For cross-joins exceeding 1 million vendor-employee pairs, practitioners should partition vendors into 500-record chunks, process each chunk against all employees, then consolidate flagged pairs. This mitigation avoids Excel’s 1,048,576-row worksheet limit and prevents memory exhaustion on systems with less than 16GB RAM.

The companion workbook contains a Python-based geocoding module for validation purposes. The workbook’s synthetic data generator uses np.random.seed(42) for reproducibility and injects known overlaps at deterministic indices.

Haversine distance with exact computation

Given geocoded coordinates, we denote latitude as φ (phi) and longitude as λ (lambda), both converted to radians for the trigonometric calculation below.

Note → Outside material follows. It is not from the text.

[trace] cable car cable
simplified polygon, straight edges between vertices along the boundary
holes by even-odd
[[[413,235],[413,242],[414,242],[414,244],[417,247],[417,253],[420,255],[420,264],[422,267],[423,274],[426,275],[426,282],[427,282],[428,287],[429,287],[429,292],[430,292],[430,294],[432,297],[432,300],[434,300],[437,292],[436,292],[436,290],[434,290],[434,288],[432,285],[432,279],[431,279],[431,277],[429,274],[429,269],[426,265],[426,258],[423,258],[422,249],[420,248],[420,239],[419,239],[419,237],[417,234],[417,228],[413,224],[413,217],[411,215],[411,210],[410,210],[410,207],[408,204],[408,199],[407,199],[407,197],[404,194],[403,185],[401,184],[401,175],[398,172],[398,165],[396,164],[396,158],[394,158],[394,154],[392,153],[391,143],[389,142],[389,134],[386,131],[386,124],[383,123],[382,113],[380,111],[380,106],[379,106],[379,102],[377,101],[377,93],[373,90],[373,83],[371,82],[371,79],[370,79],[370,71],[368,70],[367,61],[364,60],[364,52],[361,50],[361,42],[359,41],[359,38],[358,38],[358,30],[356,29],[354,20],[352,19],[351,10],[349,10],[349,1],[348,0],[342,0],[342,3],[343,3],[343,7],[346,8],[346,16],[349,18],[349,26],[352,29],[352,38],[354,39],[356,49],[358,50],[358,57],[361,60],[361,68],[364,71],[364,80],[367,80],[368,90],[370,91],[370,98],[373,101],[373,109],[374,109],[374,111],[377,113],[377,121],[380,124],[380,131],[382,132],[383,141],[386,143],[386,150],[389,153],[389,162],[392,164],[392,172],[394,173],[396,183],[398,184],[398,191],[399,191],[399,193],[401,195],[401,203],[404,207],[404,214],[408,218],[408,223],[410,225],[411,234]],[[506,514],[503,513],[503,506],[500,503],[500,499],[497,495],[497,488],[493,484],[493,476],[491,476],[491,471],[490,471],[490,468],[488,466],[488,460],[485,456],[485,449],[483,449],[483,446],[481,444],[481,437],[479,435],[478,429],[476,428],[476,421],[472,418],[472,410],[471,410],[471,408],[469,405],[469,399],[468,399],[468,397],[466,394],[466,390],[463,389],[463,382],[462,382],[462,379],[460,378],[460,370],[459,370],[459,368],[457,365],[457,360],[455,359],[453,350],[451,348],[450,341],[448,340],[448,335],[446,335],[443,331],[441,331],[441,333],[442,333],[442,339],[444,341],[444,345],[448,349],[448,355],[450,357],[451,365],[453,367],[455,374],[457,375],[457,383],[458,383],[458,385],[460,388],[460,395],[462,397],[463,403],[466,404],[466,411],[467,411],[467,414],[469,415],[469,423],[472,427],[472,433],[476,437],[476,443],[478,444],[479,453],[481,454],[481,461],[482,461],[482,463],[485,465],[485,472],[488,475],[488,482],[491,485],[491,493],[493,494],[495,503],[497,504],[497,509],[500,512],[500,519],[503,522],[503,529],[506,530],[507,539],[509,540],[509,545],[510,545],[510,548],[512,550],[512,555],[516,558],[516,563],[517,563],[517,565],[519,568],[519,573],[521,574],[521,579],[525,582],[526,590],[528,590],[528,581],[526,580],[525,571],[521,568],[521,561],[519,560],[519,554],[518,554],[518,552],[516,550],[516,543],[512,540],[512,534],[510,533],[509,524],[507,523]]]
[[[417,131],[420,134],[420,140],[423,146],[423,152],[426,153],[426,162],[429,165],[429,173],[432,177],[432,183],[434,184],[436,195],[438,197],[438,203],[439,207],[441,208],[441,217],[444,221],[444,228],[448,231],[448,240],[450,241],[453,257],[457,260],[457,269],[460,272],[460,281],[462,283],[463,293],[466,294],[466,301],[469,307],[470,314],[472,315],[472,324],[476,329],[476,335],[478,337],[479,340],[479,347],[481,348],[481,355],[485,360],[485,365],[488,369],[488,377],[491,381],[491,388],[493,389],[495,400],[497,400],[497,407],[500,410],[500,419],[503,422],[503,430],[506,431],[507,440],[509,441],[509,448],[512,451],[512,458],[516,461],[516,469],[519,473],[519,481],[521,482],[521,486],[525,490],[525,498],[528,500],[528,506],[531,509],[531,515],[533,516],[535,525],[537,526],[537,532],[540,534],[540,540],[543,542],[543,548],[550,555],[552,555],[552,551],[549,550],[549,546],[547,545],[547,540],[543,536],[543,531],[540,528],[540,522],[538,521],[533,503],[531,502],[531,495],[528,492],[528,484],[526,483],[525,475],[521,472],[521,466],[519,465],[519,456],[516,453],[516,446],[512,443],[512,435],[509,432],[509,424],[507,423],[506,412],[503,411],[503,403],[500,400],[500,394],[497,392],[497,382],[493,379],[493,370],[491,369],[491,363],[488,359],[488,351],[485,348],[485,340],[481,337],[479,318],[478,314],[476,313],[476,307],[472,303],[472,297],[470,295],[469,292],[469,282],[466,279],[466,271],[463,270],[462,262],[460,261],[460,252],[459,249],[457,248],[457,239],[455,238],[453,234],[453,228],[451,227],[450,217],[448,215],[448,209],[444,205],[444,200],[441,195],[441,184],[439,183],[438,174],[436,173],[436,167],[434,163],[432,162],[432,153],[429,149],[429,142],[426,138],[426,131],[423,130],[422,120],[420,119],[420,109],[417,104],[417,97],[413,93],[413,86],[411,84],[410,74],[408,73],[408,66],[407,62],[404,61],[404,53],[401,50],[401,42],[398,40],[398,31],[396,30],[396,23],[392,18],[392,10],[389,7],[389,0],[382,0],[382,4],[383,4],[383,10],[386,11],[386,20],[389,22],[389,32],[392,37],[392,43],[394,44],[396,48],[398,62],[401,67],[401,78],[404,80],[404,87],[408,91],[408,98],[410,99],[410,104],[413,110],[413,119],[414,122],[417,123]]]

The Haversine formula treats Earth as a sphere and computes the shortest surface distance—accurate to ±0.5% for the distances that matter in fraud work:

$$d = 2R \arcsin\left(\sqrt{\sin^2\left(\frac{\phi_2 – \phi_1}{2}\right) + \cos(\phi_1) \cos(\phi_2) \sin^2\left(\frac{\lambda_2 – \lambda_1}{2}\right)}\right)$$

where $R = 6{,}371{,}000$ meters (Earth’s mean radius), $\phi$ denotes latitude in radians (obtained via RADIANS function), $\lambda$ denotes longitude in radians.

The Excel implementation as a production-ready LAMBDA function with error handling:


=LAMBDA(lat1, lon1, lat2, lon2,
    IFERROR(
        IF(OR(ISBLANK(lat1), ISBLANK(lon1), ISBLANK(lat2), ISBLANK(lon2)),
            NA(),
            2 * 6371000 * ASIN(SQRT(
                SIN((RADIANS(lat2) - RADIANS(lat1)) / 2)^2 +
                COS(RADIANS(lat1)) * COS(RADIANS(lat2)) *
                SIN((RADIANS(lon2) - RADIANS(lon1)) / 2)^2))),
        NA()))

To install as a named function:

Select Formulas → Name Manager → New
Name: HAVERSINE
Refers to: paste the LAMBDA formula above
Scope: Workbook

Numerical validation: a vendor at $(35.0000°, -90.0000°)$ and employee at $(35.0001°, -90.0001°)$ yields:


=HAVERSINE(35.0000, -90.0000, 35.0001, -90.0001)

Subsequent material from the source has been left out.